In an effort to try and do a better job in both teaching and CFF Coaching, I have realized that I need to better prioritize what I need to do. My body is constantly telling me that it cannot handle the stresses being imposed on it by the double duty, so I guess I should listen to it and rethink how I am approaching the two positions. So here goes:
- My students. They have to come first. That's why I'm here. And as long as I am teaching and coaching, teaching must be the top priority. After all, without them, I wouldn't have either position.
- Reflection. I need to reflect better. I have this blog, so I need to take the time to use it. I constantly jot down notes, but often find I don't have the time to do anything with them. That needs to change if I am to grow.
- Time for me. As it is, it is now 4:30 in the afternoon, almost 2 hours after the contractual time we are allowed to leave school, yet here I am, still in my classroom, gathering resources and organizing. I often remain here until 5 PM or later, then go home and do more work. I need to tell myself that enough is enough. If I can't get it done during my work hours, I shouldn't kill myself trying to get it done at home. I'm only a half-time coach, so I can only accomplish so much. I have to look at the small accomplishments I achieve as the successes they are. If my district truly wants to get the most out of this position, they must be the ones to commit to making it a full-time position. I'm not a miracle worker. Of course, this will also mean less that I will be offering my district, but again, I'm killing myself right now and that needs to change.

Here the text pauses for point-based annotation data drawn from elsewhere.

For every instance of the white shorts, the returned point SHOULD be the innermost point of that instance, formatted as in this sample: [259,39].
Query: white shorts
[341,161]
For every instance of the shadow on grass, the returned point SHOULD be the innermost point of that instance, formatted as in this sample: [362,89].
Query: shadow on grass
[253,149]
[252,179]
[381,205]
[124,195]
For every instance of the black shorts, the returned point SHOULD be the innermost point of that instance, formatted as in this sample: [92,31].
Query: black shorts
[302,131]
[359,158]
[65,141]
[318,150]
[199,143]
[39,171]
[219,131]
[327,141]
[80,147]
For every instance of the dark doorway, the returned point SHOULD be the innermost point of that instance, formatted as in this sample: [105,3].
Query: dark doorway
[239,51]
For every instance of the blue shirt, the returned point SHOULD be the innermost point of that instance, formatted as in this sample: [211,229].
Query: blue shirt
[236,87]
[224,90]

In an ideal world, I would be able to be a CFF Coach full time. I would be able to achieve so many of the goals that I have set for myself, and would be able to assist the staff and student body to better understand what the 21st Century skills are and how to include them in their everyday instruction and learning.
Part II: Cell Phones
It's no secret that I am a big proponent of using cell phones in education. I have used them sparsely at this point, and I really want to see if I can fully integrate them as a learning tool, so my Advanced Algebra students have a treat awaiting them when we return from break.
I already have great ideas for using Poll Everywhere (and their web voting for those without cell phones) for quick feedback as to whether they understand the concepts we are covering. I tried it once, and it worked pretty well.
But I want to look at it as something more. How can we use the cameras on the phones to analyze with the math? How can we use calling features to record our thoughts? What about texting to gather information and get quick answers?
It's time to shift into driving the technology to do for us what we want it to do. True, there are many arguments out there for not allowing cell phones in schools. But they'll be there, whether we allow them or not. Why not teach the proper use?
To help me with this, I just ordered Toys to Tools by Liz Kolb, and I am using her blog as a wonderful resource. She truly inspired me last year at NECC, and now is the time for action! Over the coming months, I will be blogging about how the process is going (what works and what doesn't) as an effort to reflect more (see Part I of post) as well as to help share why we should embrace this technology in our schools.